Cell contact-dependent acquisition of cellular and viral nonautonomously encoded small RNAs

Oded Rechavi; Yaniv Erlich; Hila Amram; Lena Flomenblit; Fedor V. Karginov; Itamar Goldstein; Gregory J. Hannon; Yoel Kloog

doi:10.1101/gad.1789609

Cell contact-dependent acquisition of cellular and viral nonautonomously encoded small RNAs

¹Department of Neurobiology, The George S. Wise Faculty of Life Sciences, Tel-Aviv University, 69978 Tel-Aviv, Israel;
²Watson School of Biological Sciences, Howard Hughes Medical Institute, Cold Spring Harbor Laboratory, Cold Spring Harbor, New York 11724, USA;
³Immunology Program, Cancer Research Center, Chaim Sheba Medical Center, Tel Hashomer, and Sackler School of Medicine, Tel-Aviv University, 69978 Tel-Aviv, Israel

↵4 These authors contributed equally to this work.

Abstract

In some organisms, small RNA pathways can act nonautonomously, with responses spreading from cell to cell.
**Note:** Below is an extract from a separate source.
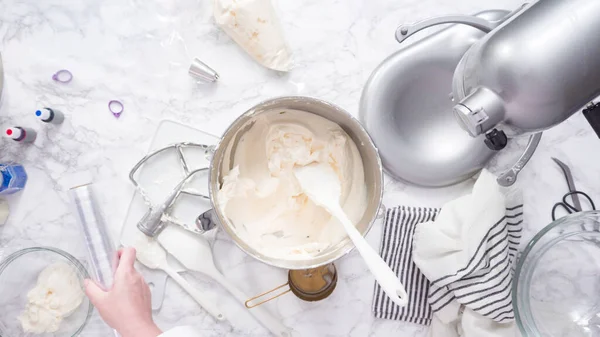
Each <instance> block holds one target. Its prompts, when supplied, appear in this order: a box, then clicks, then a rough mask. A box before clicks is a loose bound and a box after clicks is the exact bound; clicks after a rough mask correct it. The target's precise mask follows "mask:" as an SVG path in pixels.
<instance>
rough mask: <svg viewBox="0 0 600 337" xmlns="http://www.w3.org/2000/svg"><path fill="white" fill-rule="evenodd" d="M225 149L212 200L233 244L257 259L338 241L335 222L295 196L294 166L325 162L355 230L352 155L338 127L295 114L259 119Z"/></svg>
mask: <svg viewBox="0 0 600 337" xmlns="http://www.w3.org/2000/svg"><path fill="white" fill-rule="evenodd" d="M232 152H233V153H232V156H230V158H228V159H226V162H225V165H224V166H225V167H227V168H231V170H230V171H228V172H227V171H226V172H224V173H225V176H224V178H223V183H222V185H221V188H220V190H219V192H218V194H217V202H218V203H219V206H220V208H221V210H222V211H223V212H224V213H225V215H226V217H227V218H228V219H229V220H230V222H231V223H232V225H233V227H234V229H235V231H236V233H237V235H238V236H239V237H240V239H241V240H242V241H244V242H246V243H247V244H248V245H250V246H251V247H253V248H254V249H256V250H257V251H259V252H260V253H262V254H263V255H265V256H269V257H273V258H281V259H303V258H306V257H309V256H315V255H318V254H319V253H320V252H323V251H325V250H326V249H327V248H329V247H331V246H334V245H336V244H338V243H339V242H340V241H341V240H343V239H344V238H345V237H346V233H345V231H344V229H343V227H342V225H341V224H340V223H339V222H338V220H337V219H335V218H332V217H331V215H330V214H329V213H328V212H327V211H326V210H325V209H323V208H321V207H319V206H317V205H315V204H314V203H313V202H312V201H311V200H309V199H308V197H307V196H306V195H305V194H304V193H303V192H302V188H301V187H300V185H299V184H298V181H297V179H296V177H295V176H294V172H293V169H294V167H297V166H305V165H308V164H311V163H325V164H328V165H331V167H332V168H333V169H334V170H335V172H336V173H337V176H338V178H339V179H340V182H341V186H342V194H341V197H340V200H339V202H340V205H341V206H342V208H343V209H344V211H345V212H346V214H347V215H348V217H349V218H350V220H351V221H352V222H353V223H354V224H355V225H356V224H357V223H358V222H359V221H360V220H361V218H362V216H363V214H364V212H365V209H366V204H367V202H366V200H367V190H366V185H365V177H364V168H363V163H362V159H361V156H360V153H359V152H358V149H357V147H356V144H354V142H353V141H352V140H351V139H350V137H349V136H348V135H347V134H346V132H345V131H344V130H342V128H341V127H340V126H339V125H337V124H335V123H333V122H331V121H329V120H327V119H325V118H323V117H320V116H317V115H314V114H311V113H307V112H303V111H296V110H285V111H281V110H278V111H270V112H267V113H264V114H261V115H260V116H258V117H257V119H256V120H255V122H254V124H253V125H252V127H251V128H250V129H249V130H248V131H246V132H245V133H243V135H242V136H241V138H240V139H239V142H238V143H237V145H234V148H233V149H232Z"/></svg>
Dedicated intercellular RNA delivery pathways have not yet been characterized in mammals, although secretory compartments have been found to contain RNA. Here we show that, upon cell contact, T cells acquire from B cells small RNAs that can impact the expression of target genes in the recipient T cells. Synthetic microRNA (miRNA) mimetics, viral miRNAs expressed by infected B cells, and endogenous miRNAs could all be transferred into T cells. These mechanisms may allow small RNA-mediated communication between immune cells. The documented transfer of viral miRNAs raises the possible exploitation of these pathways for viral manipulation of the host immune response.